Ah, i love Tings Zoological Museum. Not been in years but it's not changed. Really interesting. The animals they have there are awesome. Highly recommended to go and see!


----------



## gtm (Jan 23, 2008)

The horniman museum (in that most charming of London neighbourhoods - Lewisham) is very similar. They have a splendid stuffed Walrus - worth the trip for that alone.


----------



## captaincaveman (Nov 6, 2006)

gtm said:


> The horniman museum (in that most charming of London neighbourhoods - Lewisham) is very similar. They have a splendid stuffed Walrus - worth the trip for that alone.


yup got one of them too:lol2:, just couldn't post em all:lol2:


----------



## bluetongued (Apr 25, 2007)

Ha Ha I used to go to the Horniman aswell when I used to live in Peckham.
They have a great music section when I lived there !!


----------



## gtm (Jan 23, 2008)

Does anyone know where I can buy a walrus? I'll made a nice little pond for it in the back garden.


----------



## cannotstopbuyingballs (Dec 29, 2007)

gtm said:


> Does anyone know where I can buy a walrus? I'll made a nice little pond for it in the back garden.

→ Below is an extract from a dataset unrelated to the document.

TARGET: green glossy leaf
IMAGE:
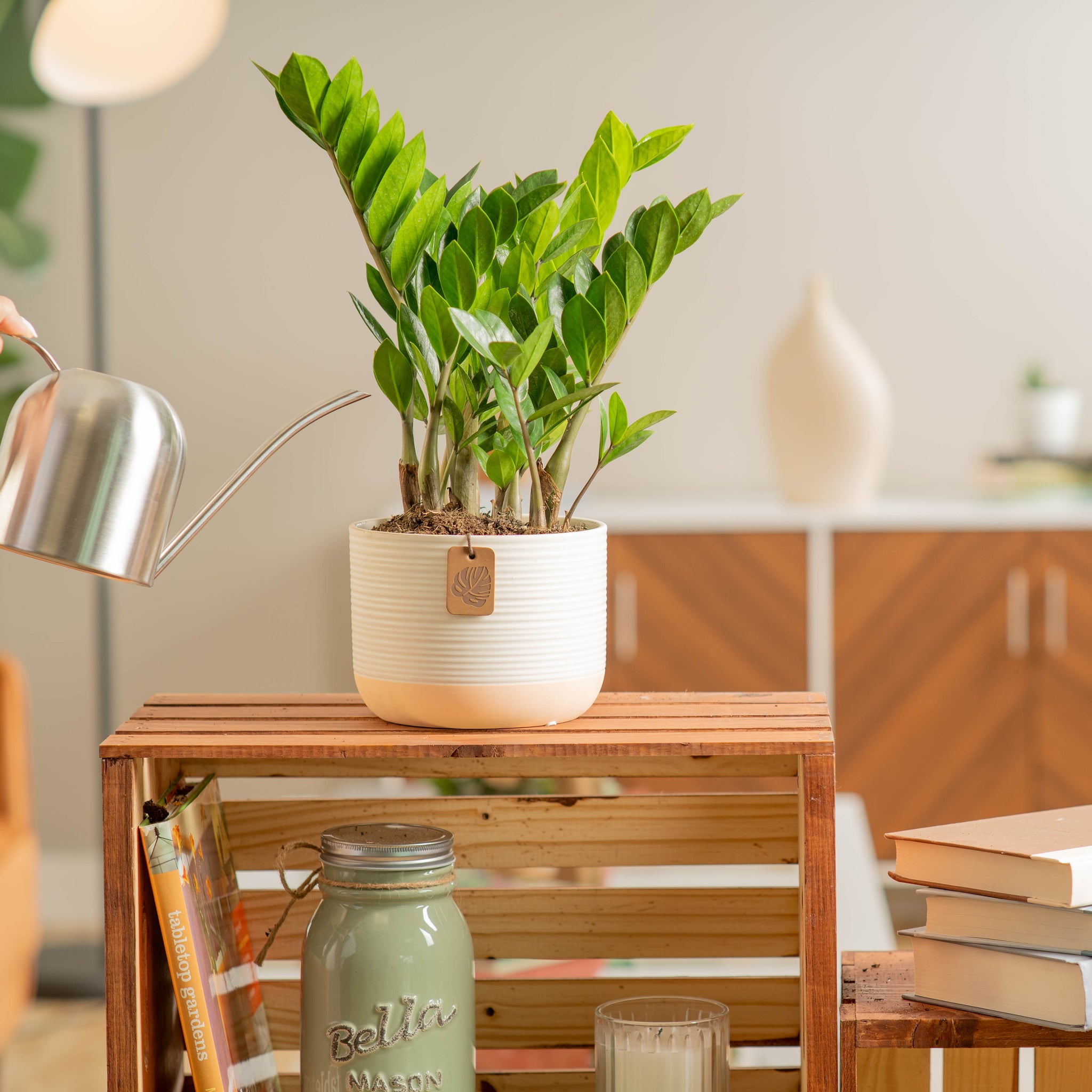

Always like to look at live animals but I must admit the fascinations in this type of thing.


----------



## bosshogg (Nov 19, 2006)

it looks like such an interesting place, must be very interesting to see species close up (OK there dead) that you normally wouldn't get to see!! think i am deff going to have a trip down there


----------



## Ally (Mar 8, 2006)

It's an amazing collection they have there - we went on our honeymoon (ok, a strange choice I know!)
Rothschild had a bit of a thing for albinos too - there are a lot of albino things there... I don't remember all the reptiles though - I think I need to go again! It's only about 1/2 hour from me, no excuse not to really.


----------